Talk 8, 7:00 pm, 35.28

Effects of Pupil Size as Manipulated through ipRGC Activation on Visual Processing

Sebastiaan Mathôt1 (), Hermine Berberyan2, Philipp Büchel1, Veera Ruuskanen1, Ana Vilotjević1, Wouter Kruijne1; 1Department of Psychology, University of Groningen, The Netherlands, 2PwC, Amsterdam, The Netherlands

The size of the eyes’ pupils determines how much light enters the eye and also how well this light is focused. Through this route, pupil size shapes the earliest stages of visual processing. Yet causal effects of pupil size on vision are poorly understood and rarely studied.
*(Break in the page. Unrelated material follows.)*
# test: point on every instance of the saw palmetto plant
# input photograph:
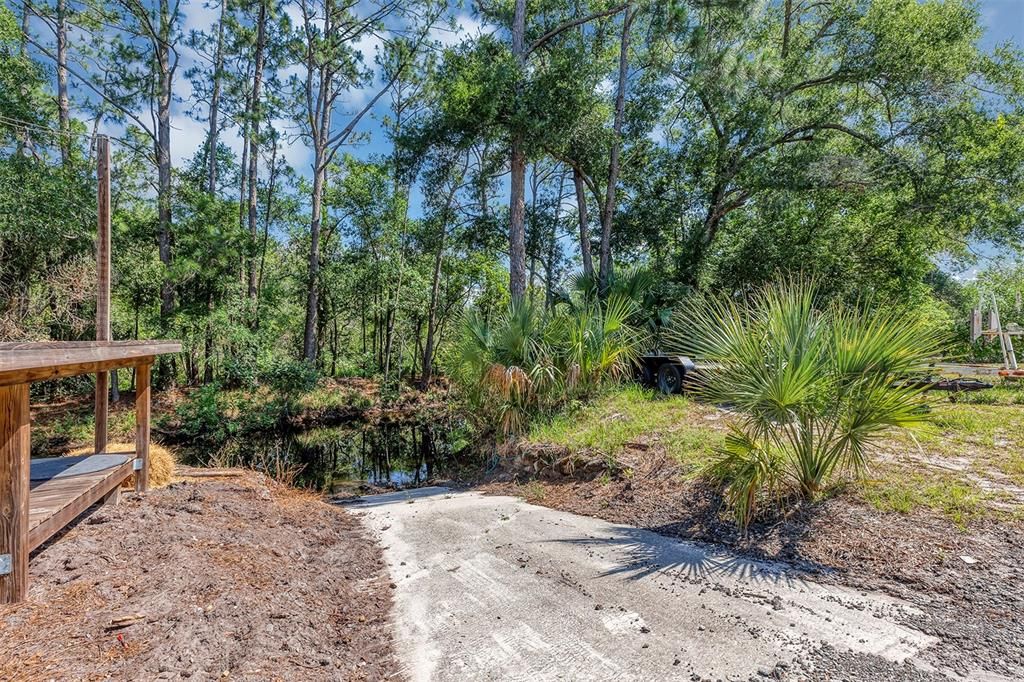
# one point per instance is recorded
(526, 361)
(811, 389)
Here we introduce a new way to manipulate pupil size, which relies on activation of intrinsically photosensitive retinal ganglion cells (ipRGCs) to induce sustained pupil constriction. We report the effects of both experimentally induced and spontaneous changes in pupil size on visual processing as measured through EEG, and compare these to the effects of stimulus intensity and covert visual attention, because previous studies have shown that these factors all have comparable effects on some common measures of early visual processing. Using a mix of neural-network decoding, ERP analyses, and time-frequency analyses, we find that induced pupil size, spontaneous pupil size, stimulus intensity, and covert visual attention all affect EEG responses, mainly over occipital and parietal electrodes, but—crucially—that they do so in qualitatively different ways. Induced and spontaneous pupil-size changes mainly modulate activity patterns (but not overall power or intertrial coherence) in the high-frequency beta range; this may reflect an effect of pupil size on oculomotor activity and/ or visual processing. In addition, spontaneous (but not induced) pupil size tends to correlate positively with intertrial coherence in the alpha band; this may reflect a non-causal relationship, mediated by arousal. Taken together, our findings suggest that pupil size has qualitatively different effects on visual processing from stimulus intensity and covert visual attention. This suggests that pupil size strongly affects visual processing, and provides concrete starting points for further study of this important yet understudied earliest stage of visual processing.